L'été dernier, la diplomatie pakistanaise indiquait que 25.000 Afghans étaient en attente d'immigration vers les Etats-Unis, à un moment où Islamabad menait des expulsions massives depuis 2023.
Au moins 800.000 Afghans ont quitté le Pakistan depuis octobre 2023, d'après l'ONG Norwegian Refugee Council (NRC).
N'ayant pas reçu de nouvelles consignes de la part de Washington, Islamabad s'en tient "au plan initial" selon lequel les réfugiés sur son territoire le quitteront cette année en direction des Etats-Unis, a affirmé cette semaine Shafqat Ali Khan, porte-parole du ministère des Affaires étrangères.

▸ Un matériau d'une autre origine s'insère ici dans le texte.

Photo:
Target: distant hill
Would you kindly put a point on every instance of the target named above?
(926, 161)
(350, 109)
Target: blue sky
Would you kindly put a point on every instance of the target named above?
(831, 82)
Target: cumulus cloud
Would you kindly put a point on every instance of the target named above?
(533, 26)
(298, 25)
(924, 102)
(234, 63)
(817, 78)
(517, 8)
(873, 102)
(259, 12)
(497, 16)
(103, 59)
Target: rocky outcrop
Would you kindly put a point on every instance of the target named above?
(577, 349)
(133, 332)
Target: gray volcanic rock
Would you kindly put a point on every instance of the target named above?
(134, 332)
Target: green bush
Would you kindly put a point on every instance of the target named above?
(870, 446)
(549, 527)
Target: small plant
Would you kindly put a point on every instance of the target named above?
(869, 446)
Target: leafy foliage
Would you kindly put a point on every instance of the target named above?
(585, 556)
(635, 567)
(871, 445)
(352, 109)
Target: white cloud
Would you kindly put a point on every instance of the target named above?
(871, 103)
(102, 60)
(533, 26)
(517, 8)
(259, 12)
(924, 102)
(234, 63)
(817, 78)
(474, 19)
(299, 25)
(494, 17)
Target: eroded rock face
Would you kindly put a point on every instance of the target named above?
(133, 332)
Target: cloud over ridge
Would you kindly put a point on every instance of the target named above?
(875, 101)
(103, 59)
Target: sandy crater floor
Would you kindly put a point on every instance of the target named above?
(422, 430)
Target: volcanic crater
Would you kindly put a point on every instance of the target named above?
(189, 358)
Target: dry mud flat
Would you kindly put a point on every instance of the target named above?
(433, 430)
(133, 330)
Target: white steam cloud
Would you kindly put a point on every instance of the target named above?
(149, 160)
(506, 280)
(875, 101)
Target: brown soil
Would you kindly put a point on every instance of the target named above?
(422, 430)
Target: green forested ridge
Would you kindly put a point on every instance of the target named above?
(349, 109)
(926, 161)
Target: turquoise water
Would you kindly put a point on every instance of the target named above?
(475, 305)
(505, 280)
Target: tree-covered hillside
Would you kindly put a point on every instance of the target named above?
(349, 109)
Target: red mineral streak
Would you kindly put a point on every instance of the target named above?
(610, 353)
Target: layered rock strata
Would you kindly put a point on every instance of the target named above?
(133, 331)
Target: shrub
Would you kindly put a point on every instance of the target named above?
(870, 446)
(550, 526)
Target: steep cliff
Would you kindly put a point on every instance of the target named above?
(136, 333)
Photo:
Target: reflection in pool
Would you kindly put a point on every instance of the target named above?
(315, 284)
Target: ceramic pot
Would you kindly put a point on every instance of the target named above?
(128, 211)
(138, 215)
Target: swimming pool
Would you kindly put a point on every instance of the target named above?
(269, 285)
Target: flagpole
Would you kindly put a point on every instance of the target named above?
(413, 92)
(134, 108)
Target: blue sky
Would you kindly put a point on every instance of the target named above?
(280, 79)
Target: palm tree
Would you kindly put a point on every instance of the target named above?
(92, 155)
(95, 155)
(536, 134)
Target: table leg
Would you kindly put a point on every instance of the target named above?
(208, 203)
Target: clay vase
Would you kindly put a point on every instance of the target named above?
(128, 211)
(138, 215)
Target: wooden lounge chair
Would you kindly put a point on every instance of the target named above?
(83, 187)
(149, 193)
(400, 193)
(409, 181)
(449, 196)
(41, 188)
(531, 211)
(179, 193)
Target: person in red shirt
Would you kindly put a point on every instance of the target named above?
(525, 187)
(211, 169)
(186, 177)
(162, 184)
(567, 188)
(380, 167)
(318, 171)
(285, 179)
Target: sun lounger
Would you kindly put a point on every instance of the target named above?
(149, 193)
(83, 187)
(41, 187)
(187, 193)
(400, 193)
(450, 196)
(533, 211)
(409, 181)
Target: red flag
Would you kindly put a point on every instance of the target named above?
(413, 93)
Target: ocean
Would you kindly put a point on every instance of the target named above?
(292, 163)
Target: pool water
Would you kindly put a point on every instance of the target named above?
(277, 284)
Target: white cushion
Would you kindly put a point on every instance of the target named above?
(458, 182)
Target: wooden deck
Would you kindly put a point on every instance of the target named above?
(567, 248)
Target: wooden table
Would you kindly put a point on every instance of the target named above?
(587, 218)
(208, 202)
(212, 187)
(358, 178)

En attendant, les réfugiés afghans vivent souvent terrés, dans la crainte. Ils redoutent les descentes de police dans les auberges qui les hébergent, les extorsions ou les expulsions dans leur pays dont des Afghans sont victimes actuellement au Pakistan, selon des témoignages.
"Retourner en Afghanistan n'est pas une option et ici je vis misérablement", déplore Zahir Bahand, journaliste de 52 ans. "Il ne me reste plus rien: aucun avenir, aucune maison, aucun travail".